If you wish to train and or fine tune the model, see the interactive notebook in the training folder. You can copy and run the FOODTRAINER.ipynb in Google Colab in your web browser with a TPU for free. Be sure to change the model save path to './models/' to save the models in the Colab instance. If you wish to train the model using a Jupyter environment outside of Colab, you will need to allocate the correct TPU or GPU resource and ensure that the packages are installed correctly.
If more time and resources were available, it would be possible to improve the number of foods for classification through one of two ways.
Increase the number of classes without any changes to the prediction pipeline. This method only requires additional data of the new classes and can be scaled up to 10k+ classes. However, if the number of classes increases beyond 10k the limitations in the final softmax classification layer become more problematic. The number of weights in the final layer will eventually exceed the number of weights in the actual model. Given that the final layer is a dense layer with around 1000 inputs, if we had 10k classes, that would require 10m parameters. The model without the finally layer has around 12m parameters.
Increase the number of classes with a new prediction pipeline. This method follows the same pipeline as face recognition and landmark retreival tasks. Rather than predict a single class, the model predicts an embedding and then uses a KNN search to find another image with a similar embedding. This process allows for the model to train on a large number of classes (say 1k), but then predict on classes it has never seem before. This relies on a well calibrated output embedding that predicts the same embedding values for the same foods, but different values for different foods. This method would scale much better for use cases where we need to classify among 10k+ classes.

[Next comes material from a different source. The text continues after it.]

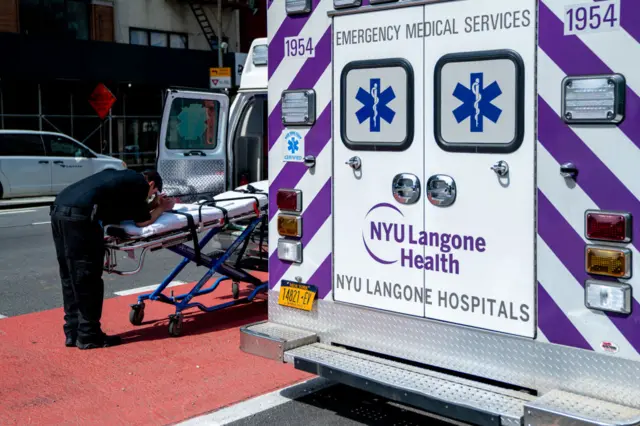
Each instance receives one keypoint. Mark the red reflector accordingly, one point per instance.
(289, 200)
(615, 227)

In the second case, it would make sense to implement dedicated servers even if the mobile device could perform inference. The necessity is brought by the need for the KNN search of the embeddings. It is unrealistic for a mobile device to store the embeddings of hundreds of thousands of food photos.
When a photo is taken of a non food object, the classifier still attempts to classify it as a food. This can be addressed by adding a new class to represent non food and then train the model with this new class. However, the variety of non food objects is even greater than the variety of food objects. There are three potential approaches.

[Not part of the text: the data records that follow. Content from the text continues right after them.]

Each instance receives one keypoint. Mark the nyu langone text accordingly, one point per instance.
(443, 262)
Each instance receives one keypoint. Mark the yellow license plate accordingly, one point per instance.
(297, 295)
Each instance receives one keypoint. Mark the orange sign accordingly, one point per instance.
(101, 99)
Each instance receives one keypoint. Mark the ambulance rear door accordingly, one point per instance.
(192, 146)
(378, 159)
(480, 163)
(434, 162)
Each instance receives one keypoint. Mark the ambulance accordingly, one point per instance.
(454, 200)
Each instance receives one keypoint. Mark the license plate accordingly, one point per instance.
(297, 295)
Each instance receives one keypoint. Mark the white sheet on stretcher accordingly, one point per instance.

Implement a multi-class approach. This is the most simple as you would only need to add another class. However, this can cause problems during training in terms of the class imbalance. Should non food classes account for 1%, 10%, or 50% of the training samples? This approach may reduce the overall classification accuracy of food classes.
Implement a multi-label approach. This requires two separate outputs. One represents the original food classes via softmax cross entropy. The second is a sigmoid binary cross entropy between is food and not food. During training, in examples without any food, there should be no loss for the softmax cross entropy. This can be implemented by multiplying the softmax cross entropy loss per example by the is food label. This approach should yield better results than the multi-class approach and allows for easy calibration of the is food threshold because the model outputs a probability that a image contains a food class.
Implement an object localization and/or segmentation pipeline. This can be accomplished via Mask RCNN or similar model. This approach is likely to yield the best performance, but it requires bounding boxes or segmentation maps for the data. This approach makes it more difficult to scrape images from the web (eg. a simple Google search of boiled eggs will return a large number of images without masks). For web scraping, it may be necessary to utilize unsupervised or semi supervised learning methods such as pseudo-labeling.